Managed care plans staying in Medicare provide higher quality care than those that withdraw

Peer-Reviewed Publication

Johns Hopkins Bloomberg School of Public Health

Managed care plans that continue to serve older Americans under the Medicare program tend to provide higher quality service than those that withdraw, according to a study from researchers at the Johns Hopkins Bloomberg School of Public Health.

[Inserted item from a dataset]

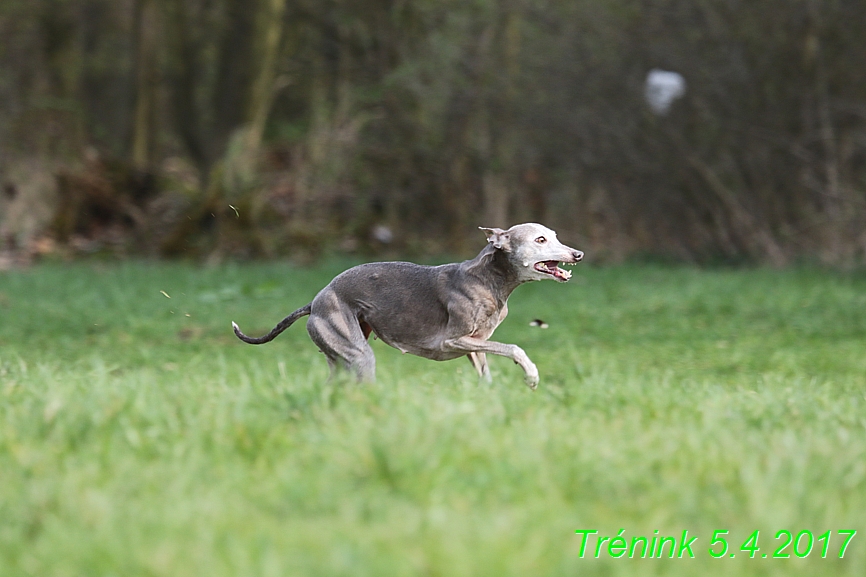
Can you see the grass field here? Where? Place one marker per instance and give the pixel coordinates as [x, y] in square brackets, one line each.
[138, 437]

The study, which appears in the March 2002 issue of Medical Care, provides no support to the supposition that higher quality performance increases risk of withdrawal by raising costs and lowering profitability.

"More than one and a half million older Americans have been affected by the unexpected exodus of health plans from Medicare in recent years. Some plan representatives claim that they must withdraw because they cannot sustain high quality care under current payment levels. If that is the case, then a logical solution to keep plans in Medicare would be to increase payment rates," explains lead author Hoangmai Pham, MD, a Robert Wood Johnson Clinical Scholar and MPH candidate at the Johns Hopkins Bloomberg School of Public Health.

"However, there are many other factors to consider. Little research has focused on the relationship of plan quality to withdrawals. This association is a vital consideration in policy decision-making."

Dr. Pham and her colleagues studied Medicare managed care plans, examining how a plan's performance on Health Plan Employer Data and Information Set (HEDISÒ) quality indicators compared to its longevity in Medicare over a three-year time span. HEDISÒ is one industry standard used in health plan accreditation.

Because plans can have multiple Medicare contracts covering different geographic areas, the researchers considered each contract-county combination as a single unit for analysis. They calculated scores on quality of service in two measures – clinical and ambulatory care access – for each of the 2310 contract-county combinations that reported HEDISÒ data and followed each plan from 1997 to 2000.

In the three-year time span, 38 percent of the plans withdrew from Medicare. Plans with high scores on a measure of clinical quality withdrew at a rate of one-fifth of that for low scorers. Plans with high scores on a measure of access to an annual ambulatory care visit withdrew at a rate two-fifths of that for low scorers. After taking into account other factors that might influence the rate of withdrawal, such as payments received from Medicare and geography, higher quality was still associated with lower rates of withdrawal from Medicare.

"Retaining quality health plans in Medicare may not simply be a matter of money," says senior author Neil Powe, MD, MPH, director of the Welch Center for Prevention, Epidemiology and Clinical Research and a professor of medicine, epidemiology, and health policy and management at the Johns Hopkins School of Medicine and Bloomberg School of Public Health. "These results challenge the notion that quality is dependent on payment rates."

Dr. Pham notes that the quality measures in this particular study were based on inexpensive services, and future research will be needed to access performance on more expensive services such as hospitalization and treatment of chronically ill patients. In addition, future research should analyze other factors contributing to a plan’s decision to withdrawal.

"Although it remains imperative to track quality performance among active plans, our results suggest that recent changes in Medicare managed care did not compromise the level of care in plans available to Medicare beneficiaries. These beneficiaries, along with physicians and policy-makers, should be reassured that recent policy changes have not forced out health plans providing higher quality service,” concludes Dr. Pham.